Why are we different, then? Does that two years between eight and ten make that much difference in someone's development? Or was it because, like many couples, each parent chooses a kid and I was Mama's boy?

 

How much damage will I do to another life? I can assure that some kinds of damage won't be done: Physical damage won't be done, and I'm not the kind to purposely swear or yell at someone. But that doesn't rule out all kinds of damage, though. Will we wind up on the street? How much are we going to have to draw from other people? I know we are going to need help--heck if I caved to the idea that I was sick just the medical expenses alone would crush the finances of two families that make what we'd be making if both of use were employed.

On top of that, one of the people who took me to the hospital doesn't really think much of the place where I was taken, and doesn't trust their judgement. Oh, joy!

 

Still, I keep pressing forward to finish the race. I run faster, and I cry out when my friends have to carry me. I still remember how hard I fought those two men who carried me that day. I still remember how hard I tried after that, and how much it hurt me physically. I still have physical scars from it, too, and it affects the way I walk even today. I gave it my absolute best shot, and my body is permanently damaged because of that. I can wear those scars like badges that honor my determination. I also remember the two men who carried me during that one mile run. One was a stocky black man who was our company master at arms, and the other was a tall, lanky white guy who was going into the Seabees' construction program. I remember the master at arms telling me to keep going, don't stop, or "we're going to drag you."
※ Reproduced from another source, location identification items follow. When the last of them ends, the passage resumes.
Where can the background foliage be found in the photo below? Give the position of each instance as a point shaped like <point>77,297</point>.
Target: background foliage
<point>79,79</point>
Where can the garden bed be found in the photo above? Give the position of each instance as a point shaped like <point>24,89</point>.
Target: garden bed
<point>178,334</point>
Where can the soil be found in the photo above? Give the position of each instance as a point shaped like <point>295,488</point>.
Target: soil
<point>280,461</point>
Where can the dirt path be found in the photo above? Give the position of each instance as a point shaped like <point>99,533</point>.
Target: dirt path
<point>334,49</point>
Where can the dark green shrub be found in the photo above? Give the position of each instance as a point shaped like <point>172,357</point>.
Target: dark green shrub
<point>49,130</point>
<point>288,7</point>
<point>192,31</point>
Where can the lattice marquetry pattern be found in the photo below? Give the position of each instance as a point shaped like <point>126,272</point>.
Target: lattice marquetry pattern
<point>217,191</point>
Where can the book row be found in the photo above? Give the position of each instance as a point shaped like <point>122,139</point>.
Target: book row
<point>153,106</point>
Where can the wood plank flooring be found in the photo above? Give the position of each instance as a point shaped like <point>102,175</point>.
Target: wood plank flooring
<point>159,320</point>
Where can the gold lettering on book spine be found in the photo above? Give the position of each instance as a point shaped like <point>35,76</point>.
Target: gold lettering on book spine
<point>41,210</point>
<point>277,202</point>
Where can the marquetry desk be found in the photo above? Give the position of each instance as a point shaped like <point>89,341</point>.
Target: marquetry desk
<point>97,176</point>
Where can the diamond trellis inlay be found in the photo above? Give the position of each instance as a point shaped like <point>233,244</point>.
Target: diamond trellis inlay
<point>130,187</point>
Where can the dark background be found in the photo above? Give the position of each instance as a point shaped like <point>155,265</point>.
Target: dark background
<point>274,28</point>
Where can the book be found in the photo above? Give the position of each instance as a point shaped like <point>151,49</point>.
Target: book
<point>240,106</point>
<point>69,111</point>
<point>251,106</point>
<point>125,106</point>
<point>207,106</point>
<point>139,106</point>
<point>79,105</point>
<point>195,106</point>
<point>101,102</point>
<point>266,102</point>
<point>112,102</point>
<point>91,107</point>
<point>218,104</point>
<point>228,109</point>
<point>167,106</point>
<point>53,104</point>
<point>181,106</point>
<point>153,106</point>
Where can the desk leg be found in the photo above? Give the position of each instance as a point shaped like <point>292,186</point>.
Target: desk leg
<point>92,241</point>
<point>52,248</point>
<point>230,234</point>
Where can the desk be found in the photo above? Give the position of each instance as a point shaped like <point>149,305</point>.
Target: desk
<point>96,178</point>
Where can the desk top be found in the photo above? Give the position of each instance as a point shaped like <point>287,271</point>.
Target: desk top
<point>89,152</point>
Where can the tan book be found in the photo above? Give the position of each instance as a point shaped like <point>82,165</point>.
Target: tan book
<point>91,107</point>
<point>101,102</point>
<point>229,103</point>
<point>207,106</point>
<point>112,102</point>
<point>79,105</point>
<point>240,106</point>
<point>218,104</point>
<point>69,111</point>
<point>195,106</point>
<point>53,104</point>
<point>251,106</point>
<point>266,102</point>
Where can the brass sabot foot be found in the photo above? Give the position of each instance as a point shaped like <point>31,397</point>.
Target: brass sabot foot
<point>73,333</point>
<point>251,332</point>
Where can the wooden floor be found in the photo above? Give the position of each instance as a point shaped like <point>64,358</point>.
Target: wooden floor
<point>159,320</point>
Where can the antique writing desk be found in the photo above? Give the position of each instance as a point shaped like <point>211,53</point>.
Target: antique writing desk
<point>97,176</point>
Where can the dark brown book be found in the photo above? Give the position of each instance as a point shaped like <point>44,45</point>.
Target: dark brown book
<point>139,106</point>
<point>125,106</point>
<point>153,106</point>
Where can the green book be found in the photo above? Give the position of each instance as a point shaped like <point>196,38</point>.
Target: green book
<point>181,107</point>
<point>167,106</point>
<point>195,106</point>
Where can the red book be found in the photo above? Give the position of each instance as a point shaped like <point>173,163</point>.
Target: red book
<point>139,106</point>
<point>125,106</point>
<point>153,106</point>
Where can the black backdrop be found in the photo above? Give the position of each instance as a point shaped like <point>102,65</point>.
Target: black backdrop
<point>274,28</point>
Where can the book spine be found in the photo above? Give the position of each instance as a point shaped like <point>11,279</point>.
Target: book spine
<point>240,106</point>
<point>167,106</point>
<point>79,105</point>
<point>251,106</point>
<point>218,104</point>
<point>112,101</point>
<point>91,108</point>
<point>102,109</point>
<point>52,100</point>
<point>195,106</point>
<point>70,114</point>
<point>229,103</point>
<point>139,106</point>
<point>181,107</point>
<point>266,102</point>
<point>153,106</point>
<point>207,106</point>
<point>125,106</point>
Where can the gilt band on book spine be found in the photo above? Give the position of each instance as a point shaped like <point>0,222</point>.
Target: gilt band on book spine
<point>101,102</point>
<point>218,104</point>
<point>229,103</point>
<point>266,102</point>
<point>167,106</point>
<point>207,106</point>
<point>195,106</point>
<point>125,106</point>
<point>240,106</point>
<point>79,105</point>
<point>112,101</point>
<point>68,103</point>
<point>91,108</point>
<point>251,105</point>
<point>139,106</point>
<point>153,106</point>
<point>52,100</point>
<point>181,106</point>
Even though I have cried out from the pain, I hope my friends are willing to drag me if necessary. I was awakened yesterday to the fact that I can't just alienate them any more than I could have willed my fellow soldiers away that morning, either.

 

I guess if the past is any indication, then the people who are carrying me today will fight to my own death to keep me going. On my right I believe my God is encouraging me to carry on, to keep going and never give up. On my left is my wife, perhaps not knowing what to say, but still giving out full support and never letting go of her side of that old white towel that's probably still what they are carrying me with.

 

Out of 83 people, I'd say more than half of them wanted me to pass boot camp. I do not know how many people there are out there who want me to complete a full life.

My daddy may know what the probability is that I will give in to my emotional problems. No, on the other hand, those emotional problems will give in to me.